The dataset also includes about 45 million timestamps at which the articles were present on the front pages (homepages and main sections of each news site, such as domestic news, sports, editorials, etc.). This allows for detailed analysis of what articles any reader likely was exposed to when visiting a news site. The time resolution is (as stated previously) two hours, meaning that you can detect changes in which articles were on the front pages every two hours.
The 19 news sites are aftonbladet.se, arbetet.se, da.se, di.se, dn.se, etc.se, expressen.se, feministisktperspektiv.se, friatider.se, gp.se, nyatider.se, nyheteridag.se, samnytt.se, samtiden.nu, svd.se, sverigesradio.se, svt.se, sydsvenskan.se and vlt.se.

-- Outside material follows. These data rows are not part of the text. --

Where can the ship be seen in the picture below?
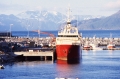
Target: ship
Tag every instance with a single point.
(68, 43)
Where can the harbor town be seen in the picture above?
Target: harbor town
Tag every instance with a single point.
(13, 46)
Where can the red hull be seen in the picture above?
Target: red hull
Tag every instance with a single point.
(68, 52)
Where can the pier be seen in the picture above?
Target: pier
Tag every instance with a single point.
(41, 54)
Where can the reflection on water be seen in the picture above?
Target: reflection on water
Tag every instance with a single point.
(104, 64)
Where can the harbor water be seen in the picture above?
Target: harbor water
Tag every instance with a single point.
(94, 64)
(102, 64)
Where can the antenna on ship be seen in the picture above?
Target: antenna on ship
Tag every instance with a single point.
(68, 21)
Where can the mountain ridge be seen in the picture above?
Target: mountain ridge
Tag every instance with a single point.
(51, 20)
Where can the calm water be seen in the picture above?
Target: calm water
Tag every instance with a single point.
(104, 64)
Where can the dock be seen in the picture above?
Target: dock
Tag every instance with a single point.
(31, 53)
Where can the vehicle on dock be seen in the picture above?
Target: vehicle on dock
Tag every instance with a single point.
(68, 44)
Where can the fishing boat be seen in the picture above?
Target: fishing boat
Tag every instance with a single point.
(86, 46)
(111, 45)
(68, 44)
(94, 45)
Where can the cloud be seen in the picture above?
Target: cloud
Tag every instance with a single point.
(113, 5)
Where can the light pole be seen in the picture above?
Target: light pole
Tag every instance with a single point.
(10, 36)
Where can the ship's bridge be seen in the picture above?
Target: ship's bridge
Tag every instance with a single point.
(68, 32)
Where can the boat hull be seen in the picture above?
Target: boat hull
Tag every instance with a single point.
(68, 52)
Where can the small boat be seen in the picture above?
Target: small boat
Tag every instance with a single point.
(111, 45)
(94, 45)
(86, 46)
(2, 67)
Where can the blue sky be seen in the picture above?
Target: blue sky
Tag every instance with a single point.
(81, 7)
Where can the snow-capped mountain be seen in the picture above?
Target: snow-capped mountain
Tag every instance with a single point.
(45, 20)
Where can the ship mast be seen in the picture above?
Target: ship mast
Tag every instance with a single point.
(69, 21)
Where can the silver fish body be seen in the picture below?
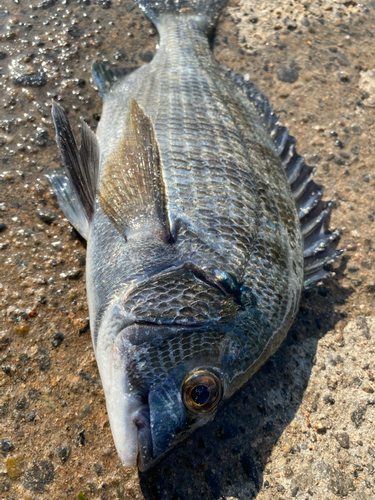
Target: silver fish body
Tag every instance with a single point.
(195, 255)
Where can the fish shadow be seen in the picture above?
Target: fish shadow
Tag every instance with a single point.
(228, 457)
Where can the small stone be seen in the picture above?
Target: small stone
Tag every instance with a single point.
(104, 4)
(7, 370)
(353, 269)
(288, 471)
(320, 428)
(81, 438)
(21, 403)
(15, 466)
(294, 491)
(5, 486)
(338, 143)
(36, 79)
(63, 453)
(367, 388)
(314, 159)
(6, 445)
(328, 399)
(57, 339)
(343, 77)
(33, 395)
(41, 137)
(339, 161)
(358, 414)
(22, 328)
(146, 56)
(41, 473)
(343, 439)
(74, 274)
(287, 74)
(46, 215)
(43, 359)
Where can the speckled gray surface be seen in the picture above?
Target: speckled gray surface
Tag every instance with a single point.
(304, 425)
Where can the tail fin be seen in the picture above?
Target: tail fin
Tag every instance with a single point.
(205, 12)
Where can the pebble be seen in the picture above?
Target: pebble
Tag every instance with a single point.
(343, 439)
(37, 79)
(146, 56)
(98, 468)
(15, 466)
(81, 438)
(6, 445)
(30, 417)
(43, 359)
(357, 415)
(33, 394)
(57, 339)
(63, 453)
(21, 403)
(287, 74)
(7, 370)
(74, 274)
(46, 215)
(41, 137)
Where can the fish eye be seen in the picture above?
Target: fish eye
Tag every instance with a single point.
(201, 391)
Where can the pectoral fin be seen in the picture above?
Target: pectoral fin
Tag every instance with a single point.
(131, 190)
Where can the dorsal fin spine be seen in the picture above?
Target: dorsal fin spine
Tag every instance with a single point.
(132, 190)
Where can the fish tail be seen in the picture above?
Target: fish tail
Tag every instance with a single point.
(205, 12)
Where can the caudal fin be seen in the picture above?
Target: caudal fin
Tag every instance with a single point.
(205, 12)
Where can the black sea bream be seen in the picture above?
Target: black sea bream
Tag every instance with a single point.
(203, 226)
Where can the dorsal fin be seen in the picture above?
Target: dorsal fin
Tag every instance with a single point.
(312, 211)
(131, 189)
(81, 165)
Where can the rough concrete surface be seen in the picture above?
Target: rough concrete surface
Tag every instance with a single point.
(304, 426)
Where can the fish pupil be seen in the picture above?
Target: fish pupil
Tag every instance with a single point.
(200, 394)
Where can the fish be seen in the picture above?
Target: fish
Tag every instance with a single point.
(203, 226)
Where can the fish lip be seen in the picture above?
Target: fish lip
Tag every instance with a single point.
(141, 419)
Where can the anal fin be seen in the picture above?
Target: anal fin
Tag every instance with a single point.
(81, 164)
(131, 189)
(69, 203)
(105, 77)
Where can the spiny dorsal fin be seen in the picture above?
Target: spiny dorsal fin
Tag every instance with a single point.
(81, 165)
(312, 211)
(131, 189)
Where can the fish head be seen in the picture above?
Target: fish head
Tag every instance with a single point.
(168, 363)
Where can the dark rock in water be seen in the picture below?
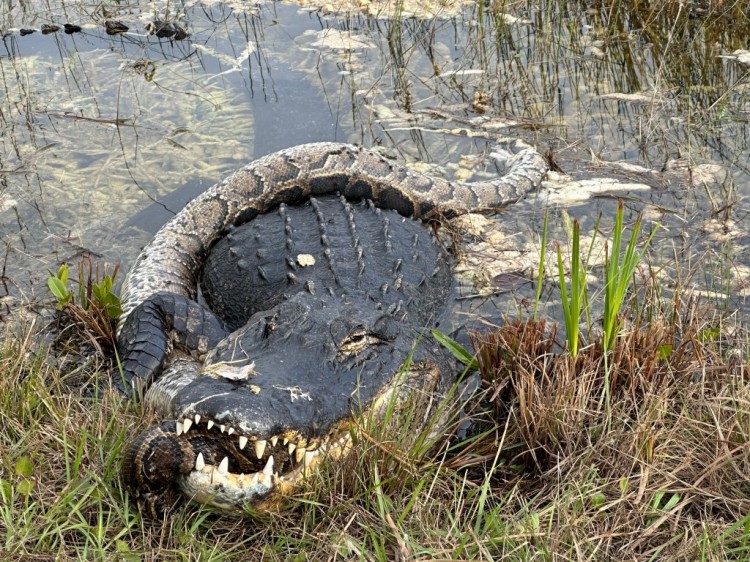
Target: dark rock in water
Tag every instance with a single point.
(113, 27)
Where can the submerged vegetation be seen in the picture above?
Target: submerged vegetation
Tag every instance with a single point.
(631, 444)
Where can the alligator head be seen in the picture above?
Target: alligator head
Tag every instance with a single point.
(281, 392)
(275, 398)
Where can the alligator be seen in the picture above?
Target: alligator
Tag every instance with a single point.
(319, 276)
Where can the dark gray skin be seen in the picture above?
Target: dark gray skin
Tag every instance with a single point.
(320, 325)
(297, 337)
(323, 341)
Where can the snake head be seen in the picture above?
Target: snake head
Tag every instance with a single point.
(151, 465)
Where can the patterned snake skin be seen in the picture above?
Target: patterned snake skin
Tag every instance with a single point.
(170, 262)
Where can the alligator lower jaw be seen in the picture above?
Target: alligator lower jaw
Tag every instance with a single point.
(216, 486)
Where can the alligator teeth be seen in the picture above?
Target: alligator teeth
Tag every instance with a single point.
(299, 454)
(260, 447)
(199, 462)
(309, 456)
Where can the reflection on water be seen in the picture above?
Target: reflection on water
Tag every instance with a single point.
(104, 136)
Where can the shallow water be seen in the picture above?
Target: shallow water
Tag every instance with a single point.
(104, 137)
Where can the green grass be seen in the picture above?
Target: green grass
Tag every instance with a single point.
(553, 475)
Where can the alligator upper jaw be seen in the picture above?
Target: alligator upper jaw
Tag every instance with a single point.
(252, 472)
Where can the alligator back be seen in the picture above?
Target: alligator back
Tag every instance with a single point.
(331, 247)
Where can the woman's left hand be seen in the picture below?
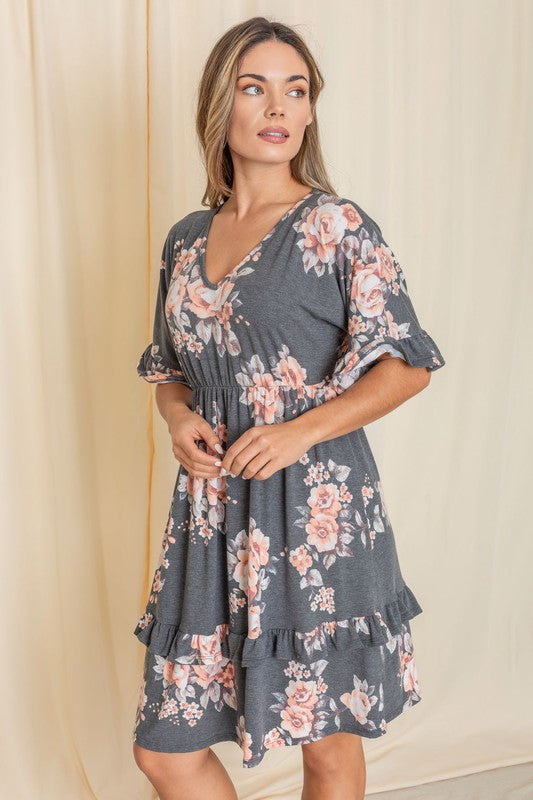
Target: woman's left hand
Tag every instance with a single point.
(264, 449)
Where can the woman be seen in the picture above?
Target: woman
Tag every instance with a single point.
(278, 613)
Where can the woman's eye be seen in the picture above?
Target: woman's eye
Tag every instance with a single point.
(255, 86)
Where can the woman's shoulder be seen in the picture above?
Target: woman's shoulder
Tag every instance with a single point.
(349, 208)
(188, 225)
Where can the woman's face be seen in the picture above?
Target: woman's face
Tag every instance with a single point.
(264, 97)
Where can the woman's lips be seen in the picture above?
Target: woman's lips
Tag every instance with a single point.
(273, 137)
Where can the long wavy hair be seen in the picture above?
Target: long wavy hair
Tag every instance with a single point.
(215, 101)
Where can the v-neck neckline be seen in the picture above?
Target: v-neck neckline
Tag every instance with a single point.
(211, 213)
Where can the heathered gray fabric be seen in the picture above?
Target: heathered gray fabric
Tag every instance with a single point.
(278, 613)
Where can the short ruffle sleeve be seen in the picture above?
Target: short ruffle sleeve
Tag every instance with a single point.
(159, 362)
(380, 315)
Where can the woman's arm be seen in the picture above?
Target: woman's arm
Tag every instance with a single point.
(172, 398)
(380, 390)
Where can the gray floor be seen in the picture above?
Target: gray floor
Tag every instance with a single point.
(507, 783)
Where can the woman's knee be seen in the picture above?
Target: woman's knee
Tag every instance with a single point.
(331, 753)
(155, 764)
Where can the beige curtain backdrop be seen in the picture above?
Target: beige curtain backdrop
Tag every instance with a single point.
(427, 122)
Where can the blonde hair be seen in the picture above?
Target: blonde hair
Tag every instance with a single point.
(215, 100)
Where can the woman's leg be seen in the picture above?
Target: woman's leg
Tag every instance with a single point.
(334, 768)
(185, 776)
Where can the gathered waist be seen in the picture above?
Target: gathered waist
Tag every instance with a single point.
(304, 389)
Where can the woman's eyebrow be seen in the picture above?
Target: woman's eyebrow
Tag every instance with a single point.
(262, 77)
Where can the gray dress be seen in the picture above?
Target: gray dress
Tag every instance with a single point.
(278, 613)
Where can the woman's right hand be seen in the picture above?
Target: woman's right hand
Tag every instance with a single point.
(186, 427)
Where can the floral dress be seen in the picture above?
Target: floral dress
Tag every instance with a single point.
(278, 613)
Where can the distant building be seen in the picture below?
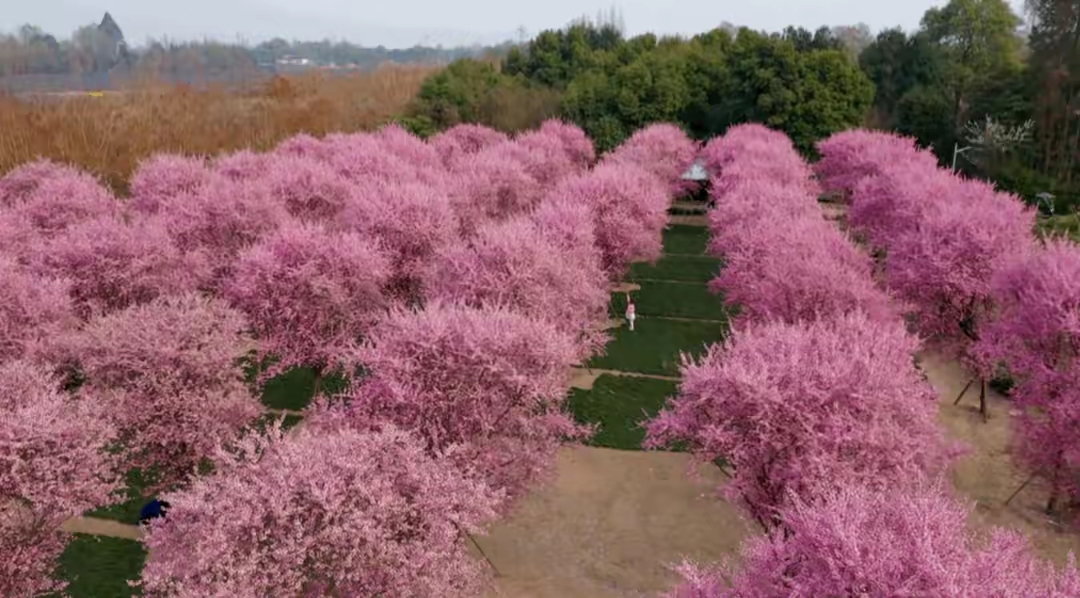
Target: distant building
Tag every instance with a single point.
(696, 172)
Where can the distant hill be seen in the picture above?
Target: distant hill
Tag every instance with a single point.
(98, 57)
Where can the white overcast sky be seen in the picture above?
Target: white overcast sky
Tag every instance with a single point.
(405, 23)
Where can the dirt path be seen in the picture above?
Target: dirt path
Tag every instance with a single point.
(95, 526)
(987, 475)
(689, 220)
(608, 525)
(583, 378)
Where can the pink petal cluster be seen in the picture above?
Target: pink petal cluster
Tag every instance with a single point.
(412, 221)
(113, 264)
(242, 165)
(223, 219)
(34, 311)
(308, 188)
(53, 465)
(514, 263)
(1036, 334)
(464, 139)
(576, 144)
(342, 513)
(23, 181)
(663, 149)
(882, 543)
(309, 294)
(164, 177)
(490, 380)
(490, 186)
(943, 235)
(808, 406)
(63, 200)
(170, 374)
(782, 258)
(851, 155)
(752, 151)
(630, 212)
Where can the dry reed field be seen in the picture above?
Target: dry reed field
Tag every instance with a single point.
(109, 134)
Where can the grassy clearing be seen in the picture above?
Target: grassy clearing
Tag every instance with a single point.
(691, 300)
(685, 269)
(656, 344)
(682, 239)
(99, 567)
(619, 405)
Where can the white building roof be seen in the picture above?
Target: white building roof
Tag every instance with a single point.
(697, 172)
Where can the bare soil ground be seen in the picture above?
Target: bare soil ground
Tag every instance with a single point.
(987, 475)
(609, 525)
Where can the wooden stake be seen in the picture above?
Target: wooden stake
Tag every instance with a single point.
(1022, 486)
(963, 392)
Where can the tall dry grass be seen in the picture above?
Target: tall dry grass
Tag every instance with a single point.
(110, 134)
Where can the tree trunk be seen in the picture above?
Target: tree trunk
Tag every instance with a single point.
(318, 385)
(1054, 485)
(964, 391)
(982, 399)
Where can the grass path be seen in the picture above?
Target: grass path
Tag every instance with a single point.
(616, 392)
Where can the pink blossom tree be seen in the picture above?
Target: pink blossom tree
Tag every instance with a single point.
(489, 186)
(221, 219)
(243, 165)
(362, 158)
(801, 407)
(25, 179)
(753, 151)
(464, 139)
(170, 372)
(663, 149)
(308, 188)
(164, 177)
(490, 380)
(409, 149)
(412, 221)
(347, 513)
(309, 295)
(849, 157)
(63, 200)
(514, 263)
(880, 543)
(783, 260)
(943, 266)
(112, 264)
(53, 465)
(630, 212)
(569, 225)
(34, 311)
(576, 144)
(1036, 334)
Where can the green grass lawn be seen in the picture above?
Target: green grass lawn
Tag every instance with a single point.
(619, 405)
(683, 239)
(294, 389)
(99, 567)
(688, 269)
(672, 299)
(656, 344)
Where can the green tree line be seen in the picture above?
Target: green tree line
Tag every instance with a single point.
(974, 82)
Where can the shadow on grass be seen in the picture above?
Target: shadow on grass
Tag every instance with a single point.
(619, 405)
(656, 344)
(100, 567)
(683, 239)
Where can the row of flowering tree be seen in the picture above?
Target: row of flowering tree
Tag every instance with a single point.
(454, 282)
(982, 286)
(817, 404)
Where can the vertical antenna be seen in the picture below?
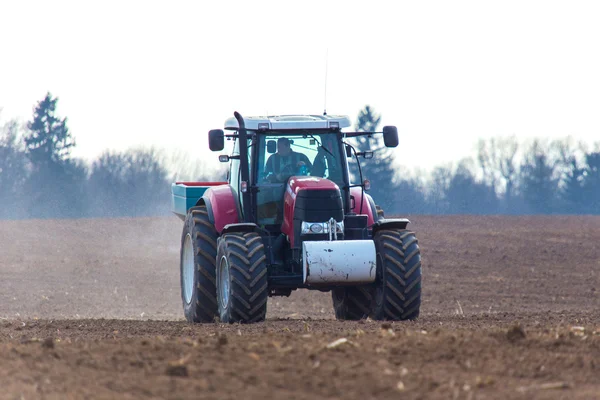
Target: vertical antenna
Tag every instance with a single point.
(326, 65)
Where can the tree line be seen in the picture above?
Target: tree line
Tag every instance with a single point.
(505, 177)
(39, 177)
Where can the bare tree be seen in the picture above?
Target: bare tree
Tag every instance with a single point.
(497, 158)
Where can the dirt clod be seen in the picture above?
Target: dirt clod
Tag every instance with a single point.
(515, 333)
(177, 370)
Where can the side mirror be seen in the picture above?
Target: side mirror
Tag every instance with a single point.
(390, 136)
(216, 139)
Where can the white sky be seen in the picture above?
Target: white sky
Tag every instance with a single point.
(131, 73)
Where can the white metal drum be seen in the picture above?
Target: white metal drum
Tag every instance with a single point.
(339, 262)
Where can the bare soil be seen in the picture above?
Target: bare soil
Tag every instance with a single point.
(91, 309)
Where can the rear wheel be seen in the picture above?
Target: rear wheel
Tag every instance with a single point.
(351, 303)
(197, 266)
(398, 285)
(242, 285)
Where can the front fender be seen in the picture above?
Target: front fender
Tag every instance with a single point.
(396, 223)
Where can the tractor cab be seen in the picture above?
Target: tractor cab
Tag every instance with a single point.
(285, 150)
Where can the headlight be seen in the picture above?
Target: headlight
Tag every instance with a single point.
(320, 227)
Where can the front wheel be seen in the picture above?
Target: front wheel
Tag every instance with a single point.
(242, 282)
(398, 285)
(197, 266)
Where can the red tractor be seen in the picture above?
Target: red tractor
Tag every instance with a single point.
(290, 218)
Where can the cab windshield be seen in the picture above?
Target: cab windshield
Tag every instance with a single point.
(280, 156)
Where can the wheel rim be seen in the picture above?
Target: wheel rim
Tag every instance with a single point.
(224, 282)
(188, 267)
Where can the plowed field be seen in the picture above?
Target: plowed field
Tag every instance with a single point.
(91, 309)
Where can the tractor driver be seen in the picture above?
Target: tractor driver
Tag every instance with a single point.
(324, 162)
(285, 162)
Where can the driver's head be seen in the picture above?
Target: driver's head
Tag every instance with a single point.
(283, 146)
(328, 141)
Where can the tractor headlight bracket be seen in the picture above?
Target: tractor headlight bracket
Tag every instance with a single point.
(316, 228)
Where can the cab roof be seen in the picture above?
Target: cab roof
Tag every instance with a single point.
(291, 122)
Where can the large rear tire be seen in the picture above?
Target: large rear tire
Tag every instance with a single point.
(242, 281)
(197, 266)
(398, 284)
(352, 303)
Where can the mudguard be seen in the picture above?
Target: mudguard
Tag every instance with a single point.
(221, 205)
(396, 223)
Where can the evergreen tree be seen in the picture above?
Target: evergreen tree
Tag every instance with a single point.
(56, 185)
(49, 143)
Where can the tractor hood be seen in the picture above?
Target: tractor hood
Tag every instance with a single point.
(298, 183)
(309, 199)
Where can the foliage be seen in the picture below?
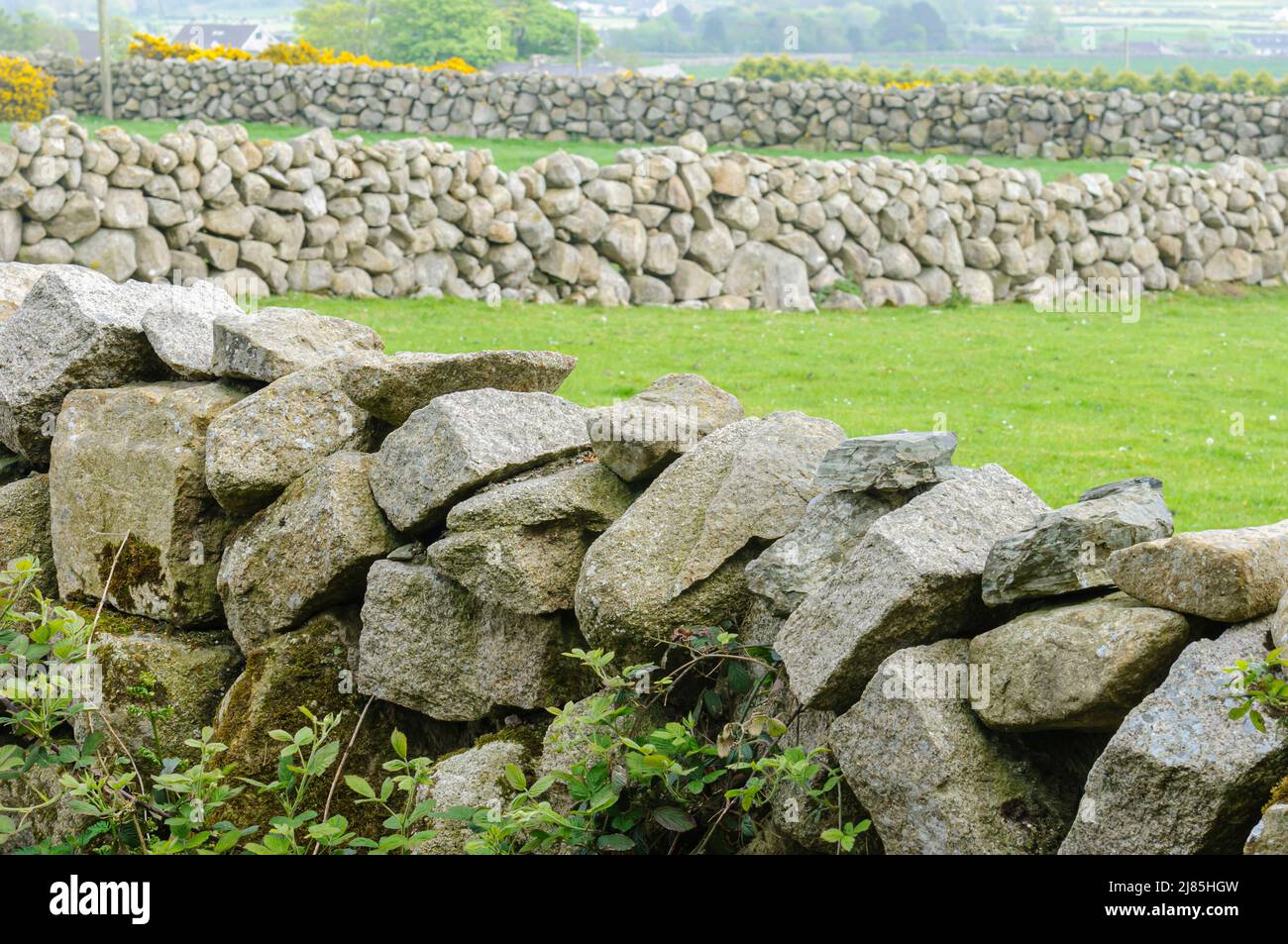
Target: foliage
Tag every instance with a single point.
(26, 90)
(301, 52)
(178, 809)
(1261, 690)
(433, 30)
(782, 67)
(695, 785)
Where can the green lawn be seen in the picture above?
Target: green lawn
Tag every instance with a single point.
(1063, 400)
(514, 154)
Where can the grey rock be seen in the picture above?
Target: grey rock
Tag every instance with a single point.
(1067, 549)
(180, 327)
(932, 778)
(463, 441)
(1179, 777)
(275, 434)
(430, 646)
(1078, 666)
(1229, 575)
(127, 474)
(798, 565)
(1270, 835)
(472, 778)
(678, 554)
(913, 578)
(308, 550)
(640, 437)
(25, 528)
(270, 343)
(73, 330)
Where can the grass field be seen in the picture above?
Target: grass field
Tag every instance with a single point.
(513, 154)
(1063, 400)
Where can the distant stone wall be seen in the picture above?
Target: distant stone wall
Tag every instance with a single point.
(671, 224)
(966, 119)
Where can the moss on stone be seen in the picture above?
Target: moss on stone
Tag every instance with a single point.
(309, 668)
(114, 622)
(138, 566)
(1279, 794)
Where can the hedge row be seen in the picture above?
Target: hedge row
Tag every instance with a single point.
(1185, 78)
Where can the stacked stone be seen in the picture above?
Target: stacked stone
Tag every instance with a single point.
(673, 224)
(1024, 121)
(283, 514)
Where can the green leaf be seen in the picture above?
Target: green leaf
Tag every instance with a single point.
(673, 818)
(360, 786)
(515, 778)
(616, 842)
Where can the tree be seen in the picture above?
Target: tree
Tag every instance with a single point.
(1042, 30)
(428, 31)
(540, 27)
(342, 25)
(932, 25)
(898, 29)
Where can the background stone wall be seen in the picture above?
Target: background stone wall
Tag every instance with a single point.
(660, 226)
(966, 119)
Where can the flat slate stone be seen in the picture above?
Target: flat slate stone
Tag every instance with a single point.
(464, 441)
(393, 386)
(913, 578)
(893, 462)
(1179, 777)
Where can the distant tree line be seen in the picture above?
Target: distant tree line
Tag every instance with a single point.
(828, 26)
(1184, 78)
(480, 31)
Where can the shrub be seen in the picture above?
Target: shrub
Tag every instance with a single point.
(26, 90)
(301, 52)
(782, 67)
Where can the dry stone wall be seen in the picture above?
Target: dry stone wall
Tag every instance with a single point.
(966, 119)
(278, 513)
(670, 224)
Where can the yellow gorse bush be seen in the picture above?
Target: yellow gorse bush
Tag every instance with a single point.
(26, 90)
(300, 52)
(784, 67)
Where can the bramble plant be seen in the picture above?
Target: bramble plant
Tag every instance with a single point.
(1260, 689)
(178, 810)
(687, 786)
(634, 782)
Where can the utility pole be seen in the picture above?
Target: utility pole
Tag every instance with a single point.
(104, 63)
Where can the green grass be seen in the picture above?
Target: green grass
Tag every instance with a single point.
(1063, 400)
(514, 154)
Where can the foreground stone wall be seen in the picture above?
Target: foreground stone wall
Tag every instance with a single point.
(658, 226)
(966, 119)
(282, 514)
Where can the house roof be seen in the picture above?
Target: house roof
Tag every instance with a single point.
(206, 35)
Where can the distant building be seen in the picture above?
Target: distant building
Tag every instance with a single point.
(250, 38)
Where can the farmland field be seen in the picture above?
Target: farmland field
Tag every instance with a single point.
(1189, 393)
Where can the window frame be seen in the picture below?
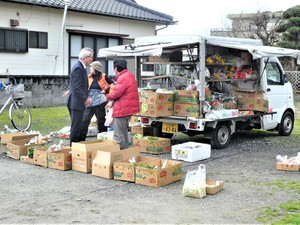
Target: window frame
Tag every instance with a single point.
(7, 41)
(38, 39)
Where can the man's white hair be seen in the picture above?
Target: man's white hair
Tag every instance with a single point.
(85, 52)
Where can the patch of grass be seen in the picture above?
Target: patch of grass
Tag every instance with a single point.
(44, 120)
(267, 215)
(290, 206)
(290, 185)
(288, 213)
(289, 219)
(50, 119)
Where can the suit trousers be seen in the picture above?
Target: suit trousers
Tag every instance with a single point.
(99, 111)
(76, 125)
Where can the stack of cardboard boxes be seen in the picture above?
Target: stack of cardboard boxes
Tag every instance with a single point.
(156, 104)
(186, 103)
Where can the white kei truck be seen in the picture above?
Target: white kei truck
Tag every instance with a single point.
(224, 66)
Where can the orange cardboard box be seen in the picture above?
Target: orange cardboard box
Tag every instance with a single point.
(212, 186)
(156, 110)
(125, 170)
(60, 160)
(153, 145)
(84, 152)
(40, 157)
(152, 173)
(16, 149)
(151, 97)
(103, 161)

Due to copyright, the full text is not available but instead transformed into a document-term matrix (in long format) which contains the frequency of all words for each article (in total, 80 million words). Each article also includes extensive metadata that was extracted from the articles themselves (URL, document title, article heading, author, publish date, edit date, language, section, tags, category) and metadata that was inferred by simple heuristic algorithms (page type, article genre, paywall).
The dataset consists of the following: article_metadata.csv (53 MB): The file contains information about each news article, one article per row. In total, there are 677,151 observations and 17 variables.
article_text.csv (236 MB): The file contains the id of each news article and how many times (count) a specific word occurs in the news article. The file contains 80,090,784 observations and 3 variables in long format.
frontpage_timestamps.csv (175 MB): The file contains when each news article was found on the front page (homepage and main sections) of the news sites. The file contains 45,337,740 observations and 4 variables in long format.
More information about the content in the files is found in the README-file. In it you will also find the R-script for using the data.